The suit says that long-term solitary confinement leaves him “no hope or prospect of any remedial condition” and that it has led to “severe psychological trauma.” His lawyer, Bernard V. Kleinman, said in an interview that Yousef already “demonstrates a degree of paranoia and a degree of fear that would not be normal or expected if he was in the general population or had more contact with other inmates.”
The prison warden maintains that Yousef is still a serious security threat, but some outside experts agree with Yousef that his treatment is unconstitutional.
Colin Dayan, a humanities professor at Vanderbilt University who has studied solitary confinement in Arizona, said many prison administrations use isolation without regard to psychological damage to inmates.
“You no longer know what’s real,” she said. “You can’t speak to anyone; you can’t touch anyone: your senses no longer have any outlet. You have delusions and become psychotic. Your mind deteriorates.”
The newly obtained documents show just how brazen Yousef was after he was captured in 1995, and why officials have long been concerned about his potential for still more damage.
“Ramzi Yousef is a cold-blooded killer, completely devoid of conscience,” said U.S. District Court Judge Kevin Thomas Duffy of New York, in an unusual memo last October in which he agreed the Yousef lawsuit should be heard in Denver rather than New York, the site of the bombing.
He noted that Yousef’s uncle is Khalid Shaikh Mohammed, the alleged Sept. 11 mastermind. “Yousef was close to his relative KSM both in blood and in mental desire to wreak havoc on civilized society,” the judge said.
Duffy added that during his trial, Yousef “was collecting urea in his cell, a main ingredient in the WTC bomb,” and “also attempted to obtain the particular type of cheap wristwatch that had been used as the timing device” in bombs intended for airplanes.
In addition to the trade center blast, which he masterminded after slipping into the country from Pakistan a month earlier, he was also convicted of trying to kill Pope John Paul II and President Clinton and trying to bomb 11 airliners on their way from Asia to the U.S. His plots were financed by Al Qaeda and his uncle, allegedly the person behind the Sept. 11 attacks.
“Yes, I am a terrorist, and proud of it,” Yousef told Duffy at his January 1998 sentencing. “You are butchers, liars and hypocrites.”

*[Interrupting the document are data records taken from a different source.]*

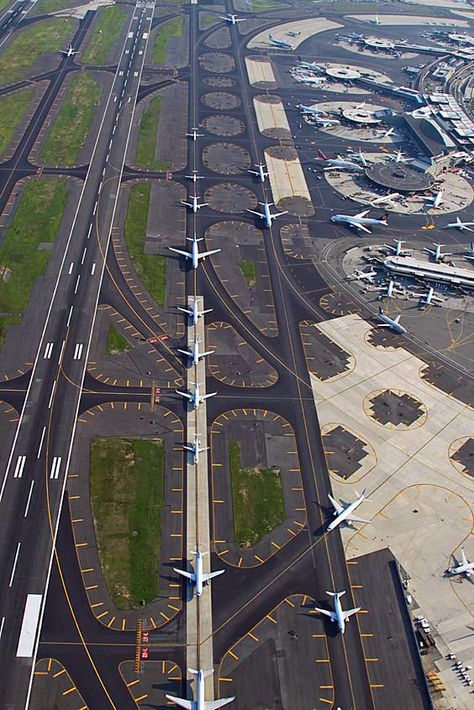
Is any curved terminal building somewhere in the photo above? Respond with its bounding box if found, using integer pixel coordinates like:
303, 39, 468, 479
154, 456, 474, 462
383, 256, 474, 289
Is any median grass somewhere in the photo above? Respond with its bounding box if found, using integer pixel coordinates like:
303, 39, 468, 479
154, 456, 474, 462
106, 324, 130, 355
0, 89, 35, 155
41, 72, 102, 165
153, 17, 183, 64
125, 182, 167, 306
81, 5, 127, 64
136, 96, 171, 170
89, 438, 165, 609
0, 18, 73, 84
0, 178, 68, 345
229, 441, 285, 547
239, 259, 257, 286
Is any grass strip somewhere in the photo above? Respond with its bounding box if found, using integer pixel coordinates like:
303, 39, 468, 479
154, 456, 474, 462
0, 178, 68, 344
229, 441, 285, 547
125, 182, 167, 306
41, 72, 102, 165
89, 438, 165, 609
81, 5, 127, 64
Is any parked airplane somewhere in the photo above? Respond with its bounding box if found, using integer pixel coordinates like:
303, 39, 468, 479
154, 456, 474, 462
331, 210, 387, 234
178, 299, 212, 325
181, 195, 209, 214
186, 128, 204, 141
173, 550, 225, 597
445, 217, 474, 232
168, 235, 220, 269
377, 306, 407, 335
247, 202, 288, 229
183, 434, 209, 465
165, 668, 235, 710
315, 592, 361, 634
447, 548, 474, 577
318, 149, 364, 173
177, 339, 215, 365
219, 15, 245, 25
248, 163, 268, 182
328, 488, 370, 531
175, 382, 217, 409
268, 35, 294, 49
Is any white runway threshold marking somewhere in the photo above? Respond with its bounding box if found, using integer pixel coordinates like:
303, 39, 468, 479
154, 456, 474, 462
16, 594, 43, 658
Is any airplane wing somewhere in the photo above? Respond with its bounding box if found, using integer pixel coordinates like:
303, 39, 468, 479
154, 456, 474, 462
165, 695, 194, 710
328, 493, 344, 513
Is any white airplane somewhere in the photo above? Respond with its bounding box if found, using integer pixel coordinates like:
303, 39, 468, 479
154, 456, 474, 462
315, 592, 361, 634
177, 339, 215, 365
268, 35, 294, 49
247, 202, 288, 229
328, 488, 370, 531
175, 382, 217, 409
183, 434, 209, 465
445, 217, 474, 232
186, 128, 204, 141
173, 550, 225, 597
376, 306, 407, 335
165, 668, 235, 710
178, 300, 212, 325
447, 548, 474, 577
331, 210, 387, 234
180, 195, 209, 214
168, 235, 220, 269
424, 244, 451, 262
184, 170, 202, 182
318, 149, 364, 173
247, 163, 268, 182
219, 15, 245, 25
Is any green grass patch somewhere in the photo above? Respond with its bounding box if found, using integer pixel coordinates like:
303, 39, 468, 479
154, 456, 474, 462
0, 89, 35, 155
81, 5, 127, 64
107, 324, 130, 355
136, 96, 171, 170
89, 438, 165, 609
125, 182, 167, 306
0, 178, 68, 345
229, 441, 285, 547
41, 72, 102, 165
239, 259, 257, 286
0, 18, 73, 84
153, 17, 183, 64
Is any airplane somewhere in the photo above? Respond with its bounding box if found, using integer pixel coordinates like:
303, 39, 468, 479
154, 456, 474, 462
446, 548, 474, 577
315, 592, 361, 634
428, 190, 444, 210
376, 306, 407, 335
183, 434, 209, 465
247, 202, 288, 229
180, 195, 209, 214
186, 128, 204, 141
175, 382, 217, 409
184, 170, 203, 182
219, 15, 245, 25
424, 244, 451, 262
177, 339, 215, 365
178, 300, 212, 325
445, 217, 474, 232
247, 163, 268, 182
318, 149, 364, 173
328, 488, 370, 531
268, 35, 294, 49
59, 45, 77, 57
168, 235, 220, 269
331, 210, 387, 234
165, 668, 235, 710
173, 549, 225, 597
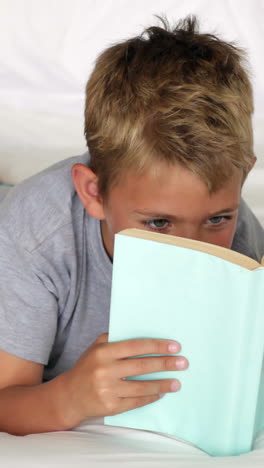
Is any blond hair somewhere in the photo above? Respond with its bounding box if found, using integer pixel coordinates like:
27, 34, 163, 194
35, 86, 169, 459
85, 17, 254, 195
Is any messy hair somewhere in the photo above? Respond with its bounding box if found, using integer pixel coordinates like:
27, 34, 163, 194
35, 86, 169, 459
85, 16, 254, 196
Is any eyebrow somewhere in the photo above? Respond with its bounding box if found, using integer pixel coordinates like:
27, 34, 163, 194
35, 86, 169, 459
134, 205, 239, 221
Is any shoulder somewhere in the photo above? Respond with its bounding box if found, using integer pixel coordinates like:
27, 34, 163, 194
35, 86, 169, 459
0, 153, 89, 251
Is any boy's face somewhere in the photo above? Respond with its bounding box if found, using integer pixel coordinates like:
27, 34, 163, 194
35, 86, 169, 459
101, 164, 242, 257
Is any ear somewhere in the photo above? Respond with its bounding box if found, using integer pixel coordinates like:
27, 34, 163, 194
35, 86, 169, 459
71, 164, 105, 219
248, 155, 257, 172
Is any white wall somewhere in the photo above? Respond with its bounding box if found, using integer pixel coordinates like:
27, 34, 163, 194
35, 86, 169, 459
0, 0, 264, 223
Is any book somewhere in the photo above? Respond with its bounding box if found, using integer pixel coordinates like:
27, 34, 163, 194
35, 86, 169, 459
105, 229, 264, 456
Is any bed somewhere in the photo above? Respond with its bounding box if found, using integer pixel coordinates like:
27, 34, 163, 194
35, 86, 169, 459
0, 0, 264, 468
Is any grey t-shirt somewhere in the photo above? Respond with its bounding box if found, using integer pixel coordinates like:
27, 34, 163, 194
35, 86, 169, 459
0, 154, 264, 380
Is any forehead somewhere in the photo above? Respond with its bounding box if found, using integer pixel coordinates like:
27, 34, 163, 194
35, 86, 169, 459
109, 163, 242, 218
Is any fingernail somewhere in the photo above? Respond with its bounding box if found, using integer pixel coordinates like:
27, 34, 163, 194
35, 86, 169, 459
168, 343, 181, 354
176, 356, 188, 369
171, 380, 181, 392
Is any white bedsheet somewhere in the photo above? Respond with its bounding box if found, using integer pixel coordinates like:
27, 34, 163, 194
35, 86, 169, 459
0, 420, 264, 468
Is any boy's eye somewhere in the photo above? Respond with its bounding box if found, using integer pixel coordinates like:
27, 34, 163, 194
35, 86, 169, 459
208, 216, 231, 224
144, 218, 168, 229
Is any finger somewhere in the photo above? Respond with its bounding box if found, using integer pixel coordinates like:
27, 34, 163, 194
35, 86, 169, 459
105, 338, 181, 359
117, 379, 181, 398
115, 395, 161, 414
113, 356, 189, 378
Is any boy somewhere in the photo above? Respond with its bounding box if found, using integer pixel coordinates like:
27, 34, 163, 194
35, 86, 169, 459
0, 18, 264, 435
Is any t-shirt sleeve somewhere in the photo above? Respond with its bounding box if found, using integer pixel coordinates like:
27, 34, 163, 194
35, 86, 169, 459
0, 230, 58, 365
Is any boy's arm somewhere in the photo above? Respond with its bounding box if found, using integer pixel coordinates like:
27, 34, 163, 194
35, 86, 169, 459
0, 350, 70, 435
0, 334, 188, 435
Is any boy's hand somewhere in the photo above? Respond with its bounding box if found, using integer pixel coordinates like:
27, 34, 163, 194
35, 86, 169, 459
65, 333, 188, 425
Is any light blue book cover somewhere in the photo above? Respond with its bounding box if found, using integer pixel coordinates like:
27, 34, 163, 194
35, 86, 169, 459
105, 230, 264, 456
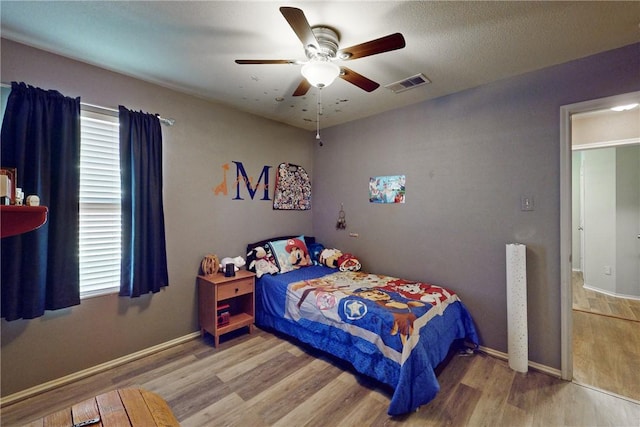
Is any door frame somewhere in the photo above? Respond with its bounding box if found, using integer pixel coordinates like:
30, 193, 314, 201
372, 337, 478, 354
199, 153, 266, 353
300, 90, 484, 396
560, 91, 640, 381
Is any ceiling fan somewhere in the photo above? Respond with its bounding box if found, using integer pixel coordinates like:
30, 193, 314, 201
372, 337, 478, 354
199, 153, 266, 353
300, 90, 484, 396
235, 7, 405, 96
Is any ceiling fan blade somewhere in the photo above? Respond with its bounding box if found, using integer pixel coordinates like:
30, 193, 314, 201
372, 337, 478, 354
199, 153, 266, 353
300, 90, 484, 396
293, 79, 311, 96
280, 6, 320, 48
338, 33, 406, 60
236, 59, 296, 65
340, 67, 380, 92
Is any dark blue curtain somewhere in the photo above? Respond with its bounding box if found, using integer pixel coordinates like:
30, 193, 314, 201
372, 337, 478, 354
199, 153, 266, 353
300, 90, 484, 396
120, 106, 169, 297
0, 82, 80, 320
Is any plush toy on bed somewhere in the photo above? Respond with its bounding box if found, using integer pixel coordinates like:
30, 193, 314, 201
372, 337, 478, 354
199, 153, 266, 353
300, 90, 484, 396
307, 243, 324, 265
247, 246, 278, 279
338, 254, 362, 271
319, 249, 342, 268
285, 239, 313, 267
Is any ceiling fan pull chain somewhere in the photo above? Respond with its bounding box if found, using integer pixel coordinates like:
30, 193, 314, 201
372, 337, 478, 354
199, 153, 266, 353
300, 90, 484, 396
316, 88, 322, 141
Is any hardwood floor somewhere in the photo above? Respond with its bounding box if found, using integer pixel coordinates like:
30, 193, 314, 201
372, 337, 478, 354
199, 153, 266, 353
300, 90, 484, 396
1, 329, 640, 427
572, 271, 640, 322
573, 272, 640, 401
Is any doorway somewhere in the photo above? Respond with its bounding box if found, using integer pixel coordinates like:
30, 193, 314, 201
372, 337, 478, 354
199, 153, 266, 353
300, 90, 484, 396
560, 92, 640, 398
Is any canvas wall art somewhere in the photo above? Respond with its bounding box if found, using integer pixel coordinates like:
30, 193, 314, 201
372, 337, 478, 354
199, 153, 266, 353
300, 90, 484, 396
369, 175, 406, 203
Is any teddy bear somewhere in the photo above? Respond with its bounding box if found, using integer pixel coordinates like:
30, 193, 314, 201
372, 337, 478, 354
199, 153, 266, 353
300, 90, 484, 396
338, 253, 362, 271
319, 249, 342, 268
247, 246, 278, 279
284, 239, 313, 267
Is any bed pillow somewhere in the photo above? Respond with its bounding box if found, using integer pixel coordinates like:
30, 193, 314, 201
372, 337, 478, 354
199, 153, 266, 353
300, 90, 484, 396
269, 236, 313, 273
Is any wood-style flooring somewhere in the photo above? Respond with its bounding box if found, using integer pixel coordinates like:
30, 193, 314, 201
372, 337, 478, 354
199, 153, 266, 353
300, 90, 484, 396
572, 271, 640, 322
573, 273, 640, 401
1, 329, 640, 427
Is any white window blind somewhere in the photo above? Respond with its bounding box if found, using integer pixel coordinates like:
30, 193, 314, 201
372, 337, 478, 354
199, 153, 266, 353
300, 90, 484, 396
80, 106, 122, 298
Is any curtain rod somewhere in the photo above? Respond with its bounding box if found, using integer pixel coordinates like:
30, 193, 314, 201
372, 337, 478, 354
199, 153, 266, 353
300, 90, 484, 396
0, 82, 176, 126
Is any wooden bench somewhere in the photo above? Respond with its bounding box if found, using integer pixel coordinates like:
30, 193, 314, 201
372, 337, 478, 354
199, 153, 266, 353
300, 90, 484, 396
26, 389, 180, 427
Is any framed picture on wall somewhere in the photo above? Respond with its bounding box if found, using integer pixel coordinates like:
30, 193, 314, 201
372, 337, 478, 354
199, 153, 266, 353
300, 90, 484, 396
369, 175, 406, 203
0, 166, 18, 205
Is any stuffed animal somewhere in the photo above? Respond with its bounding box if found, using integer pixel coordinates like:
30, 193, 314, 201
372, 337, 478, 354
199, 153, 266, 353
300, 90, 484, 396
284, 239, 312, 267
247, 246, 278, 279
307, 243, 324, 265
320, 249, 342, 268
338, 254, 362, 271
200, 254, 220, 276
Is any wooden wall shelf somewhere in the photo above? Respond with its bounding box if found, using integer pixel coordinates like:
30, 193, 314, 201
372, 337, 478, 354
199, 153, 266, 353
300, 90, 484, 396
0, 206, 48, 237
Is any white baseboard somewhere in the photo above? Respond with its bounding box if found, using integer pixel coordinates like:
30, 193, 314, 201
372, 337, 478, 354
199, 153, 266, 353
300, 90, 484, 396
479, 346, 562, 378
0, 332, 200, 407
582, 283, 640, 301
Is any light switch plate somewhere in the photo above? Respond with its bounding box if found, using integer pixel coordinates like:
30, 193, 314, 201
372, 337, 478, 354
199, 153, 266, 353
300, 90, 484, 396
520, 195, 535, 211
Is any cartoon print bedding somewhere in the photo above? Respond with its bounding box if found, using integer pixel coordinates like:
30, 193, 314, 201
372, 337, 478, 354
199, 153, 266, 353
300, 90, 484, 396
256, 266, 478, 415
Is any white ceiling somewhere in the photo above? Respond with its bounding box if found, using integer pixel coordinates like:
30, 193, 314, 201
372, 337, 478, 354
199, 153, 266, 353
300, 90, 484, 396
0, 0, 640, 130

Duffy has also refused to approve $23,225 in legal fees for Kleinman, who told the appellate court that the judge was trying to “tar me, somehow, with my client’s actions and those of his relatives.”
Warden David Berkebile wrote to Yousef in November, in response to his requests to get out of solitary: “You are a violent jihadist, committed to waging war on the United States, with a strong following of supporters and admirers. There is substantial risk that your communications or contacts could result in death or serious bodily injury to others.”
Flying back to New York after he was arrested in Pakistan, Yousef had boasted to FBI agents about his bomb-making skills and, according to a 21-page FBI memo, said he was motivated to kill because of U.S. aid to Israel.
“His desire,” the agents wrote, was “to topple one tower into the other, and cause a total of 250,000 civilian deaths.”
Yousef said he expected the death penalty, but instead received life.